# Oil change in France



## travelmike (Jun 7, 2010)

hi all, i am in a bit of a pickle!!!! im in the french alps, les contamines near st gervais and i need to get an oil change to maintain warrenty, i cant do it myself due to me needing the paperwork to send to the dealer, if anyone knows a garage fairly close that is big enough to take a 3.5t motorhome, please let me know!!!

thanks in advance


----------



## teemyob (Nov 22, 2005)

what post code area are you in?


----------



## kaori (Nov 12, 2010)

*oil change needed*

Your post code is 74170 for les contamines and there is a garage on 476 Route Notre dam du Gorge its a Renault garage but they may be able to help you in the right direction.

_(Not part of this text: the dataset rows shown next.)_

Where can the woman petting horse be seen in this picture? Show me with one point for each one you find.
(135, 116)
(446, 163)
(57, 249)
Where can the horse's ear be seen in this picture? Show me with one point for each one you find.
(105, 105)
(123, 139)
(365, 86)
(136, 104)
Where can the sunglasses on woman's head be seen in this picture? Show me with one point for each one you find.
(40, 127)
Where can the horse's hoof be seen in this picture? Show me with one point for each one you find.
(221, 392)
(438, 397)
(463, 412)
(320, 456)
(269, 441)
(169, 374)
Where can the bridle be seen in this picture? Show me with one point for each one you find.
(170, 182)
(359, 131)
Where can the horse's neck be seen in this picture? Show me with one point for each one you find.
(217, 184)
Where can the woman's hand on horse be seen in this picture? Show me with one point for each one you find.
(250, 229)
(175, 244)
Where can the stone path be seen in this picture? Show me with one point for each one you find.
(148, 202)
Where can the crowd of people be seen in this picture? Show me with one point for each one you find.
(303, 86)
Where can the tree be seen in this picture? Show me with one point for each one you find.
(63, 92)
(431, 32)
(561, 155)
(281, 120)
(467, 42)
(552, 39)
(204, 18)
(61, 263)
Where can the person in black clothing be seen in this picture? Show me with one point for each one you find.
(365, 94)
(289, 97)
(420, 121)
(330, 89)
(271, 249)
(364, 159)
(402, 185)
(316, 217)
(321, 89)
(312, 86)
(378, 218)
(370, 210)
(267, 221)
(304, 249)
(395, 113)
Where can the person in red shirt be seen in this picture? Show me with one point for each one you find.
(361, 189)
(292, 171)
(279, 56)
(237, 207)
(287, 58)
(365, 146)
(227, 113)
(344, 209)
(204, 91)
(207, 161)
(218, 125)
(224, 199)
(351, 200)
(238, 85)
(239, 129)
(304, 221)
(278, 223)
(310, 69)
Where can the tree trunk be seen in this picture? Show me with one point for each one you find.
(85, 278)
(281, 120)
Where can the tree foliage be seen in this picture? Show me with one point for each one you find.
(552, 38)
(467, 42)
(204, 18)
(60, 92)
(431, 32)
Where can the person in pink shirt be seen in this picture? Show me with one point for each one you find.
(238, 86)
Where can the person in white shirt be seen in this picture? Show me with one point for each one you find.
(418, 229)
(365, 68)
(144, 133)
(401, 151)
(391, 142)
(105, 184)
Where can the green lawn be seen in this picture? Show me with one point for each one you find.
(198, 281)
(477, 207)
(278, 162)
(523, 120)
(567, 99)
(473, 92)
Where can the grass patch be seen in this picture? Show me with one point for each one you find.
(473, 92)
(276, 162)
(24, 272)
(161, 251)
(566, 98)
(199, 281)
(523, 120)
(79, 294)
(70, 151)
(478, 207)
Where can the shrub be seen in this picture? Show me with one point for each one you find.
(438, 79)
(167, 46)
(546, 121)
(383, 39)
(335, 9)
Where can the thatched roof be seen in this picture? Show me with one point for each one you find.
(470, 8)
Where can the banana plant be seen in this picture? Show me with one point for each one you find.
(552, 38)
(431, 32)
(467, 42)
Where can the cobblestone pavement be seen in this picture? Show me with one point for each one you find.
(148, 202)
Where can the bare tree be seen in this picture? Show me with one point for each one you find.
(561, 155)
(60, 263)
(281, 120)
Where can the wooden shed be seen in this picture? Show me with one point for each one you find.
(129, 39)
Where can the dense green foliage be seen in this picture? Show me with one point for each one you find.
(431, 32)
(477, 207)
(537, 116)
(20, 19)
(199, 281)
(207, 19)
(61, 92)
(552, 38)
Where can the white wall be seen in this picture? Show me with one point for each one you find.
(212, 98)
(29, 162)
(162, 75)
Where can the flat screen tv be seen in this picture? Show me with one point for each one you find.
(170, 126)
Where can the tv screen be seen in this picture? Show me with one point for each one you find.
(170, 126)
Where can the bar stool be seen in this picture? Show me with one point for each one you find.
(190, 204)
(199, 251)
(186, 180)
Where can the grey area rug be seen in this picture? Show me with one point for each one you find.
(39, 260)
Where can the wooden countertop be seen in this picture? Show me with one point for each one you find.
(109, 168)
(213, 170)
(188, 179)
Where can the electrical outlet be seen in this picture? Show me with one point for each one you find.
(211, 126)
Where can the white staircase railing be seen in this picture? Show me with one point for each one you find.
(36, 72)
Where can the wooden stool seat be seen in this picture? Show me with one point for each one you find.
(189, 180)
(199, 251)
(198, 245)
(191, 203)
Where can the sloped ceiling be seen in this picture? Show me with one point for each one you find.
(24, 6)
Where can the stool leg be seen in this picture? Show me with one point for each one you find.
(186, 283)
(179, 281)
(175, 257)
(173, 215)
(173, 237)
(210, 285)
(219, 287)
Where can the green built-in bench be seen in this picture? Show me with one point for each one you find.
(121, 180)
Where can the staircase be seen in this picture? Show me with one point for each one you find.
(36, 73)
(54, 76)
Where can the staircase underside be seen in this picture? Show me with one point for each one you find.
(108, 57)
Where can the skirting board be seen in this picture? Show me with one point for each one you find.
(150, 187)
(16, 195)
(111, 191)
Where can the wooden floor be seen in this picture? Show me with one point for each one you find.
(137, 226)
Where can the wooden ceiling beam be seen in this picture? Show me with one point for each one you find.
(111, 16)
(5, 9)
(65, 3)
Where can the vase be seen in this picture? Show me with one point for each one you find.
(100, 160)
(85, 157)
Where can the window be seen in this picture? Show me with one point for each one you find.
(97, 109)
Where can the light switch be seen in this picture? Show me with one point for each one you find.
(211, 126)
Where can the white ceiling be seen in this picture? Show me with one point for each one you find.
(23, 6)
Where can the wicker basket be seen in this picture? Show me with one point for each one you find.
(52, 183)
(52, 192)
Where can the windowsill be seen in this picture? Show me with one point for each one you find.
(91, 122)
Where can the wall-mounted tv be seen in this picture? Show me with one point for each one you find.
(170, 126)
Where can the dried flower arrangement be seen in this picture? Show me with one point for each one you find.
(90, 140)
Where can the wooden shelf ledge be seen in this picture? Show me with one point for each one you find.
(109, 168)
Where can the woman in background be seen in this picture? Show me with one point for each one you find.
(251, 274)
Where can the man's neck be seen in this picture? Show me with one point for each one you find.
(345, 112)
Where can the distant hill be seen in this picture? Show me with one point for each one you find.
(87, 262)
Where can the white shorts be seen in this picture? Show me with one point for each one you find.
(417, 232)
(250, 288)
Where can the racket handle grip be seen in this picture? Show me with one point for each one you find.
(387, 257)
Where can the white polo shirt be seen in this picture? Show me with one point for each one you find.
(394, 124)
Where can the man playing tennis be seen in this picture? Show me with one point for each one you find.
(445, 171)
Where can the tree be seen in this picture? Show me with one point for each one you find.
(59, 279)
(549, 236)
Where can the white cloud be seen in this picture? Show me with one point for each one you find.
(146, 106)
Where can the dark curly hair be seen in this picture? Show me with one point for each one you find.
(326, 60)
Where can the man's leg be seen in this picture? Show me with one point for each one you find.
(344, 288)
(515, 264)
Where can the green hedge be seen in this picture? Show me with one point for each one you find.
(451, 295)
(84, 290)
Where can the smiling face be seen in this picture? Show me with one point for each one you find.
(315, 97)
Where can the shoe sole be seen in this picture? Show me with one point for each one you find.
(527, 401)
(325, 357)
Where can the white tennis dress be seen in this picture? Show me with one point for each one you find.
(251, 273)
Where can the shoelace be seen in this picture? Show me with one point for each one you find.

I live in FRance and just had a quick look
good luck


----------



## travelmike (Jun 7, 2010)

thank you but i have tried there, all garages i have tried are not big enough to take a motorhome!!! where do you live in france?

thanks

mike


----------



## trek (May 1, 2005)

I seem to remember that Fiat supply a European wide guide to their dealers ? do you have that with you ? have you had a look in there - it usually includes a map with the locations onit 

If you can't find a FIAT dealer look out for an IVECO dealer they will be able to fit you in & often work longer hours to cater for servicing lorries out of hours


----------



## trek (May 1, 2005)

have you tried this Fiat Professional help line 

CIAO FIAT is the new single freephone number for customers and prospective
customers – 00800 3428 0000. CIAO FIAT provides you with access to all our
products and services in the UK and can be used even when you are abroad
(the number can be called from most countries in Europe). The call is free from
land lines in the UK and all Europe (except Switzerland). Mobile network charges
may vary depending on whom your contract is with.


----------



## trek (May 1, 2005)

Fiat dealers in :-

Sallanches

GARAGE SAINT-MARTIN 
135 ROUTE DE PASSY 
74700 
SALLANCHES 
04 50584188 
04 50584321 
[email protected]

Cluses

ARVE AUTOMOBILES 
2435 AVENUE DES VALLEES B.P 28 
74311 
THYEZ CEDEX 
04 50340850 
04 50340831 
[email protected]

Annecy

P.N.A. 
1 AVENUE DU PONT NEUF 
74000 
ANNECY 
04 50514030 
04 50527614 
[email protected]

Albertville

J.L.D. AUTOMOBILES 
RUE DU LIEUTENANT EYSSERIC B.P. 222 
73277 
ALBERTVILLE CEDEX 
04 79320682 
04 79377089 
[email protected]


----------



## travelmike (Jun 7, 2010)

thanks everyone and sorry for late reply, i have limited internet access. that is great info though wish i new before as i just went to annacy for a day trip lol

thanks again everyone


----------